First described by Magerl et al. in 1979 as an adjunct to sublaminar wiring, transarticular screws have been successfully used to reduce syndromic AARS [19, 20]. The Harms and Melcher technique-originally consisting of contoured rods secured between C1 lateral mass screws and C2 pedicle screws and since adapted to incorporate pars or laminar screws in C2-has high fusion rates, avoids postoperative halo fixation, and is safe and suitable for children [1, 17, 14]. Authors have reported the safe placement of C1 lateral mass screws, C2 pars screws, C2 pedicle screws, and C2 laminar screws in children with DS [9, 21-23]. However, because of their immature and undersized bones, these patients may require extension of the fusion area beyond C1 and C2, and reports of occipitocervical fusion are not uncommon [9, 21-23]. Vertebral artery anomalies may also necessitate extension of the fusion area . Vertebral artery injury is a serious complication of screw-based fixation, and the anomalous vertebral arteries more common in children with DS are especially susceptible to injury [1, 6, 24, 25]. Deviations from normal anatomy include the persistent intersegmental artery, fenestrated vertebral artery, early posterior inferior cerebellar artery (PICA), and high-riding vertebral artery, which Yeom et al. found at 14.5% of C2 screw insertion sites [24, 25].
For patients with a high-riding course, transarticular and pedicle screws are not safe options [24, 25]. In the present case, safe placement of interlaminar screws was not possible, and thus, extension of the fusion to C4 was required.
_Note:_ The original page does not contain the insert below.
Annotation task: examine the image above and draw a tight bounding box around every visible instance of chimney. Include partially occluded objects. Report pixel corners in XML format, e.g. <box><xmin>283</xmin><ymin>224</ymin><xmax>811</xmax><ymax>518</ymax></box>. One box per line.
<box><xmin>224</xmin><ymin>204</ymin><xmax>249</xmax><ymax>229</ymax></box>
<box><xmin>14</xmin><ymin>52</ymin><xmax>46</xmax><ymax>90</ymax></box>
Although Spennato et al. previously reported extension to C3 due to C2 anatomy that prevented interlaminar screw placement, our case is unique in that the anatomy of the vertebral artery prevented C2 pedicle screw placement as well . Interestingly, Hong et al. recently found that vertebral artery and bony anomalies at the craniovertebral junction are relatively concordant, such that anatomy precluding the safe placement of all C2 screws may not be entirely rare .
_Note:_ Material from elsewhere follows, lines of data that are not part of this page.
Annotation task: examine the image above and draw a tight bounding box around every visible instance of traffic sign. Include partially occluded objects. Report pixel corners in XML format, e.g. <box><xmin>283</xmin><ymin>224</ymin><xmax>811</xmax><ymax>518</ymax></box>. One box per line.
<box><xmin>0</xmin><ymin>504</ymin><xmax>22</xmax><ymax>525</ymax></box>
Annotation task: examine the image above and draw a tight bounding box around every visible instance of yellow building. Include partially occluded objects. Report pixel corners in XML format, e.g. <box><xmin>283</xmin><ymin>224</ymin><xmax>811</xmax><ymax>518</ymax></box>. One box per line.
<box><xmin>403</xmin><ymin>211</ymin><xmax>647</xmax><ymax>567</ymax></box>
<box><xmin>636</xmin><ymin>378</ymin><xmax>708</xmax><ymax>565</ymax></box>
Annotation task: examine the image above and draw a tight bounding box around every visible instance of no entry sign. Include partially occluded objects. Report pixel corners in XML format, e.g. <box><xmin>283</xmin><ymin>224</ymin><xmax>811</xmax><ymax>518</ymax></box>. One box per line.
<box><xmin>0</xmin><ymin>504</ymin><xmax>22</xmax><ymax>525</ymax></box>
In summary, we present the case of a DS patient with chronic atlantoaxial rotatory subluxation. This case demonstrates the importance of preoperative planning and imaging to achieve optimal fixation and prevent vascular complications. These complications are more prevalent in patients with DS, but can be minimized with thoughtful planning.
The authors report no sources of funding.
Conflicts of interest
The authors report no potential conflict of interest.